Continuous glucose monitors and needles are obviously important for insulin-dependent diabetics, but these individuals have end-stage disease because their insulin-producing part of their pancreas has been destroyed by autoimmunity or bad genetics and bad diet.

To his credit, Zammit Dimech recognises the importance of research and attempts at preventing diabetes type 2. The Debono and Soler debate about prevalence really depends on what criteria are used to establish the disease state of “early diabetes”. 

In conventional medicine this early stage of the disease is termed “prediabetes”.  Many interpret that as “not diabetes yet”, which is essentially a “false negative” diagnosis – that is, a wrong diagnosis, because type 2 diabetes has in fact commenced. This is potentially a controversial area of diabetology because of its profound consequences on diabetes type 2 prevalence assessment.
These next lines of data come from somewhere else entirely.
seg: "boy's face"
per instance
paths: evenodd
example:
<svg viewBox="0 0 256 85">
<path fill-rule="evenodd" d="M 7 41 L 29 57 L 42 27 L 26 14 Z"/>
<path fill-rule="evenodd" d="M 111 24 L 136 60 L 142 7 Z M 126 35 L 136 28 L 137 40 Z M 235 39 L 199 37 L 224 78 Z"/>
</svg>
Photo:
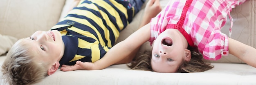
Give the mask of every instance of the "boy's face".
<svg viewBox="0 0 256 85">
<path fill-rule="evenodd" d="M 38 58 L 37 60 L 53 64 L 58 62 L 63 56 L 64 45 L 60 32 L 57 30 L 37 31 L 30 37 L 25 39 Z"/>
<path fill-rule="evenodd" d="M 152 49 L 151 64 L 153 71 L 177 72 L 185 60 L 185 50 L 187 46 L 184 38 L 179 31 L 173 29 L 167 29 L 159 35 Z"/>
</svg>

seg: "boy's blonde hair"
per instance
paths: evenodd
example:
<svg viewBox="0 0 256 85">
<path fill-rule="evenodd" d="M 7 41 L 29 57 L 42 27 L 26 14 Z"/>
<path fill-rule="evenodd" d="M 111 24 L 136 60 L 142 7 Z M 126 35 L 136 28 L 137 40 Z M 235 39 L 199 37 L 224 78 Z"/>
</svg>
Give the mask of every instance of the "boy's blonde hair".
<svg viewBox="0 0 256 85">
<path fill-rule="evenodd" d="M 36 55 L 29 43 L 18 40 L 9 51 L 2 66 L 5 83 L 10 85 L 30 85 L 38 82 L 46 77 L 47 64 L 36 62 L 33 58 Z M 39 55 L 40 56 L 40 55 Z"/>
</svg>

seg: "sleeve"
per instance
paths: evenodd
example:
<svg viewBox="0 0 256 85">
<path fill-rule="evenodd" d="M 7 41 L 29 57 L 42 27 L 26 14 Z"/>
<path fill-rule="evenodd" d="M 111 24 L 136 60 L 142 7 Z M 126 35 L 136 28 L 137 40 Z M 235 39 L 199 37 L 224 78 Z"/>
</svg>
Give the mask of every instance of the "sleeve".
<svg viewBox="0 0 256 85">
<path fill-rule="evenodd" d="M 217 60 L 222 56 L 228 55 L 228 38 L 226 34 L 219 30 L 214 31 L 207 40 L 202 53 L 204 59 Z"/>
<path fill-rule="evenodd" d="M 245 2 L 246 0 L 229 0 L 228 3 L 230 4 L 231 8 L 234 8 L 236 6 L 240 5 Z"/>
<path fill-rule="evenodd" d="M 151 19 L 150 21 L 150 36 L 149 41 L 150 45 L 152 45 L 154 40 L 162 32 L 165 30 L 166 27 L 167 25 L 170 18 L 168 16 L 168 13 L 170 11 L 169 10 L 169 6 L 167 6 L 164 9 L 159 13 L 155 18 Z"/>
<path fill-rule="evenodd" d="M 102 46 L 100 44 L 94 44 L 91 47 L 92 51 L 92 63 L 94 63 L 104 56 L 110 49 L 107 46 Z"/>
</svg>

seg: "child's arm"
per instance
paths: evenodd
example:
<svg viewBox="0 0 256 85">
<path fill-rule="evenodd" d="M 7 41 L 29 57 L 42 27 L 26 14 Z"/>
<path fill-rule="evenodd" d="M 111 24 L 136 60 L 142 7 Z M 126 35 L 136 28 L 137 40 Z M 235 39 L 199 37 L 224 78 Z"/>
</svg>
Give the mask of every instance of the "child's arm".
<svg viewBox="0 0 256 85">
<path fill-rule="evenodd" d="M 256 67 L 256 49 L 229 38 L 229 43 L 230 54 Z"/>
<path fill-rule="evenodd" d="M 74 66 L 63 65 L 63 71 L 76 70 L 96 70 L 104 69 L 131 55 L 132 51 L 149 39 L 150 23 L 132 34 L 114 46 L 101 59 L 92 63 L 79 61 Z"/>
<path fill-rule="evenodd" d="M 145 10 L 144 10 L 144 14 L 143 16 L 143 18 L 141 22 L 141 24 L 139 27 L 139 29 L 149 23 L 153 18 L 155 16 L 162 11 L 162 8 L 159 2 L 159 0 L 150 0 L 147 3 Z M 153 11 L 153 12 L 152 12 Z M 115 64 L 120 64 L 124 63 L 130 63 L 135 57 L 136 53 L 139 51 L 140 47 L 133 50 L 131 55 L 128 56 L 123 60 L 115 63 Z"/>
</svg>

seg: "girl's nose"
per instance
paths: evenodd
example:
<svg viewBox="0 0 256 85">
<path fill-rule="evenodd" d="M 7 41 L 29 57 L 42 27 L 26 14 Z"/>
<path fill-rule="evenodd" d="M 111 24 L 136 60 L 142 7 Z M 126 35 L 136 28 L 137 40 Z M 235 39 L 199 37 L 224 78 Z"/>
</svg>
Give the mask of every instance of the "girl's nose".
<svg viewBox="0 0 256 85">
<path fill-rule="evenodd" d="M 167 54 L 167 53 L 166 53 L 166 52 L 163 52 L 163 51 L 159 51 L 159 52 L 160 53 L 160 54 L 164 54 L 164 55 L 166 55 L 166 54 Z"/>
</svg>

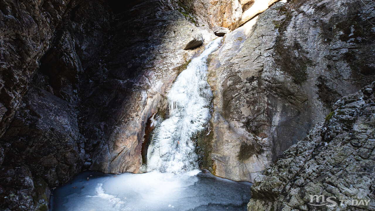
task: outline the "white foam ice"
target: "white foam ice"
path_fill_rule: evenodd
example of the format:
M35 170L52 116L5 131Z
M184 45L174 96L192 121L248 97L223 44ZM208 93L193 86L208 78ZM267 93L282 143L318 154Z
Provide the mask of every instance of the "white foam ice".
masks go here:
M84 172L71 183L52 190L50 210L246 210L250 183L234 182L202 171L118 175Z
M192 60L167 95L170 117L156 129L147 151L147 171L180 173L198 167L192 138L204 128L210 117L212 93L207 82L206 62L221 39L212 41Z

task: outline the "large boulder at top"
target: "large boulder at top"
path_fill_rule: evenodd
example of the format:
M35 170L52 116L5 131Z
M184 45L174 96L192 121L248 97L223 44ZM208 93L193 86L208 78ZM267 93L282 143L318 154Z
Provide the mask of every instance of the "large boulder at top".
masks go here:
M203 36L202 33L200 32L194 34L190 38L190 41L186 44L184 44L183 45L183 49L187 50L200 46L203 44L203 42L204 41L204 40L203 39Z
M230 32L229 30L225 27L221 26L215 26L213 27L213 33L215 35L219 37L222 37L225 34Z
M277 3L227 33L210 56L216 175L254 181L334 102L375 80L374 59L366 56L375 45L365 36L373 27L350 19L362 12L357 4L338 2ZM352 26L358 26L353 33ZM365 31L366 38L354 35Z

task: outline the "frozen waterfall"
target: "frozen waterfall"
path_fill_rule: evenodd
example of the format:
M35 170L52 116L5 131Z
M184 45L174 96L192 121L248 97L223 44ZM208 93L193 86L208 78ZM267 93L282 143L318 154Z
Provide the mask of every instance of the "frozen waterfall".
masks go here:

The authoritative US Centers for Disease Control and Prevention recently claimed that blood sugar levels of more than one in three American adults are too high, including prediabetics in their statement.

In 2016, the University of California, Los Angeles, claimed that 55 per cent of Californian adults are either prediabetic, diabetic, or have undiagnosed type 2 diabetes.  Prediabetes is not a concept but a real disease state. There is enough published evidence that damage to kidneys, eyes, nerves, blood vessels and increased cancer risk often starts during prediabetes. 

There currently appears to be a number of important awareness problems. One of them is that a significant section of the global medical community may have failed to recognise the life-shortening impact of prediabetes. Another awareness problem is that the goalposts for safe blood glucose levels have been changing.  Levels considered dangerous now were thought to be safe decades ago. A third problem is that prediabetes and early stage diabetes may be missed by the standard fasting blood glucose test.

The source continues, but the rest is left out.